With yields still next to nothing and an unclear road ahead, many companies decided to issue new debt, seeing cash on hand as a potential way to weather the storm. From this point on, bond issuances skyrocketed as companies began hoarding cash in record amounts which, in turn, caused leverage ratios to reach all-time highs. (Figure 5)

The final sector breakout of fallen angel debt for 2020 can be seen below, with Energy (Oil & Gas), Automotive, and Food, Beverage, and Tobacco sectors accounting for over 60% of the fallen angels. Some of the notable fallen angels included Ford Motor Company, Occidental Petroleum Corp., Kraft Heinz, First Energy Corp., Apache Corp., Howmet Aerospace Inc., Macy's, Service Properties Trust, Continental Resources, EQT Corp., Delta, Tech Data Corp., and Nordstrom.


Moving Forward

While the tally of fallen angels has slowed significantly since the start of the pandemic, over the course of 2020, we saw roughly $240 billion in fallen angel debt. This puts us about 40% short of analyst's expectations. Even if there is an uptick in downgrades, the Fed will likely re-institute the same credit facilities used last year that ended with over $238 billion in remaining purchasing capacity. Additionally, the Fed has promised to keep interest rates low for the next few years.

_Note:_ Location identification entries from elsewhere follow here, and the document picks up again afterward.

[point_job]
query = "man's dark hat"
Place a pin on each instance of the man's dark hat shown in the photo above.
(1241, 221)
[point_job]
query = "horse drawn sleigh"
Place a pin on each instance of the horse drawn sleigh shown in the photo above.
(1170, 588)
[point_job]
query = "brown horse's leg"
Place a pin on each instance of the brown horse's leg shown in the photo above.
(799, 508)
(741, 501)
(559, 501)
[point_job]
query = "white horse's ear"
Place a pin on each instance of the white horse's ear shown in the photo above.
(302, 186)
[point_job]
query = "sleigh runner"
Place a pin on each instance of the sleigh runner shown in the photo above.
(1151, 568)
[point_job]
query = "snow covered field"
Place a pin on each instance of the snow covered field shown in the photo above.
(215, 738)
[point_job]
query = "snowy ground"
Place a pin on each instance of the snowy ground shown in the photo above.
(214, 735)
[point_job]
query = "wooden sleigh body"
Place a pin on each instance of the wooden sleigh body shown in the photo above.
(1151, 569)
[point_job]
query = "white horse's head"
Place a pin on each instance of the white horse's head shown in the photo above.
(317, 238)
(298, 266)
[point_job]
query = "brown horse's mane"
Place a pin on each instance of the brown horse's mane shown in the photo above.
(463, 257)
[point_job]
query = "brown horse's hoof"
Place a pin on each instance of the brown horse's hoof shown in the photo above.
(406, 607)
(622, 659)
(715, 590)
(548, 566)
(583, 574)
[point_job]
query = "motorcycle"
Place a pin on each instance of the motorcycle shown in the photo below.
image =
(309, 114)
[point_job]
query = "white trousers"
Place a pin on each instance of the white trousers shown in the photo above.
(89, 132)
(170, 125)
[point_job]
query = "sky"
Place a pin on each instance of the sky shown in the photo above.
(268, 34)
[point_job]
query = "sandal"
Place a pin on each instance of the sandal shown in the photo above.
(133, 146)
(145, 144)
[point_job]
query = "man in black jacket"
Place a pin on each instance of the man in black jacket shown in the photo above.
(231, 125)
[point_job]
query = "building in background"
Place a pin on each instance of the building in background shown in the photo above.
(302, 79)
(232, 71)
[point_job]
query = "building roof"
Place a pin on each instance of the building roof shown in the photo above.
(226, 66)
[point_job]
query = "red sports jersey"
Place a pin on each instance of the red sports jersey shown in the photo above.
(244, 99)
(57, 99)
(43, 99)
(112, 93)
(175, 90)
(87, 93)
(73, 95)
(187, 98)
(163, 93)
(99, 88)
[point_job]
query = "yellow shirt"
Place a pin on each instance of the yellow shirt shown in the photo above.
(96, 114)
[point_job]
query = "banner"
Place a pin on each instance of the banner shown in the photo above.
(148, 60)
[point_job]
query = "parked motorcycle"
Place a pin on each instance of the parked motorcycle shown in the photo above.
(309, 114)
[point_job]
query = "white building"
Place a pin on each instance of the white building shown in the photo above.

There are some concerns that the Fed's actions have given many a false sense of security that the Fed will always bail them out, fueling corporate leverage across the board. Although this peak in leverage has been exacerbated by the pandemic, it's important to remember that this trend of increasing leverage isn't exactly new. FactSet's Olivier Verburg discussed this in two Insight articles from 2018 and 2020, where he found that over the past decade the total amount of corporate debt outstanding had risen nearly 230%. Eventually, this borrowed money will either need to be paid back or refinanced at a significantly higher rate that could cause substantial issues for these companies in the future. Additionally, with interest rates already near zero, the central bank may be forced to turn toward a policy of quantitative easing in order to fix any headwinds in the near future and that can have its own ramifications.